In some embodiments, the apparatus is further adapted to:
the inertial measurement unit of the unmanned aerial vehicle is pre-calibrated to determine the scale factors, bias and/or misalignment errors of the gyroscopes and accelerometers.
In some implementations, the inertial feature determination module 420 is further adapted to:
and integrating the angular speed based on an algorithm of a gesture and heading reference system to determine the Euler angle.
It should be noted that, the specific implementation manner of each embodiment of the apparatus may be performed with reference to the specific implementation manner of the corresponding embodiment of the method, which is not described herein.
According to yet another aspect of the present application, there is provided a unmanned aerial vehicle positioning system comprising: unmanned aerial vehicle platform, image sensor and airborne image processing board.
Optionally, in a specific embodiment, referring to fig. 5, the unmanned plane platform may select a femto X450 unmanned plane 501, and mount an Intel D435i binocular depth camera as the image sensor 502. The front of the D435i camera is provided with four round holes, and the first and the third are infrared sensors (IR Stereo Cameral) from left to right; the second is an infrared laser emitter (IR Projector) and the fourth is a color camera (color sensor).

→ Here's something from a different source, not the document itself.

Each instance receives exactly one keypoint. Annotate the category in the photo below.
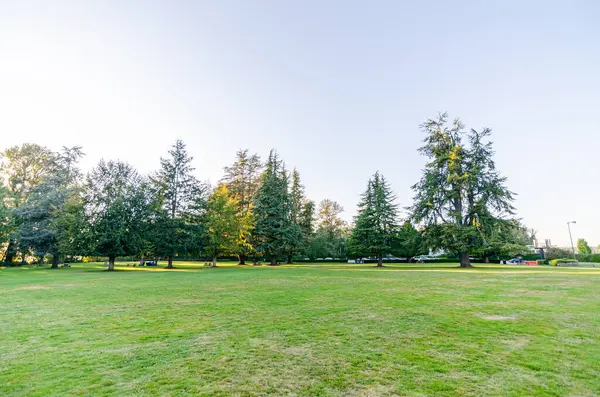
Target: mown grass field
(307, 330)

The camera captures the furthest distance of up to 10 meters and the video transmission rate of up to 90fps.
Optionally, in a specific embodiment, the on-board image processing board includes a TX2 embedded platform facing the unmanned intelligent domain, which is proposed by Nvidia corporation, where the GPU adopts Nvidia Pascal TM Architecture with 256 CUDA cores. The CPU has 6 cores, is respectively composed of a dual-core Denver2 processor and a quad-core ARM Cortex-A57, has strong performance and small appearance, and is very suitable for intelligent edge equipment such as robots, unmanned aerial vehicles, intelligent cameras and the like.
It should be noted that:
the algorithms and displays presented herein are not inherently related to any particular computer, virtual machine, or other apparatus. Various general purpose devices may also be used with the teachings herein. The required structure for the construction of such devices is apparent from the description above. In addition, the present application is not directed to any particular programming language. It will be appreciated that the teachings of the present application described herein may be implemented in a variety of programming languages, and the above description of specific languages is provided for disclosure of enablement and best mode of the present application.
In the description provided herein, numerous specific details are set forth. However, it is understood that embodiments of the application may be practiced without these specific details. In some instances, well-known methods, structures and techniques have not been shown in detail in order not to obscure an understanding of this description.
Similarly, it should be appreciated that in the above description of exemplary embodiments of the application, various features of the application are sometimes grouped together in a single embodiment, figure, or description thereof for the purpose of streamlining the disclosure and aiding in the understanding of one or more of the various inventive aspects. However, the disclosed method should not be construed as reflecting the intention that: i.e., the claimed application requires more features than are expressly recited in each claim.
Those skilled in the art will appreciate that the modules in the apparatus of the embodiments may be adaptively changed and disposed in one or more apparatuses different from the embodiments. The modules or units or components of the embodiments may be combined into one module or unit or component and, furthermore, they may be divided into a plurality of sub-modules or sub-units or sub-components. Any combination of all features disclosed in this specification (including any accompanying claims, abstract and drawings), and all of the processes or units of any method or apparatus so disclosed, may be used in combination, except insofar as at least some of such features and/or processes or units are mutually exclusive. Each feature disclosed in this specification (including any accompanying claims, abstract and drawings), may be replaced by alternative features serving the same, equivalent or similar purpose, unless expressly stated otherwise.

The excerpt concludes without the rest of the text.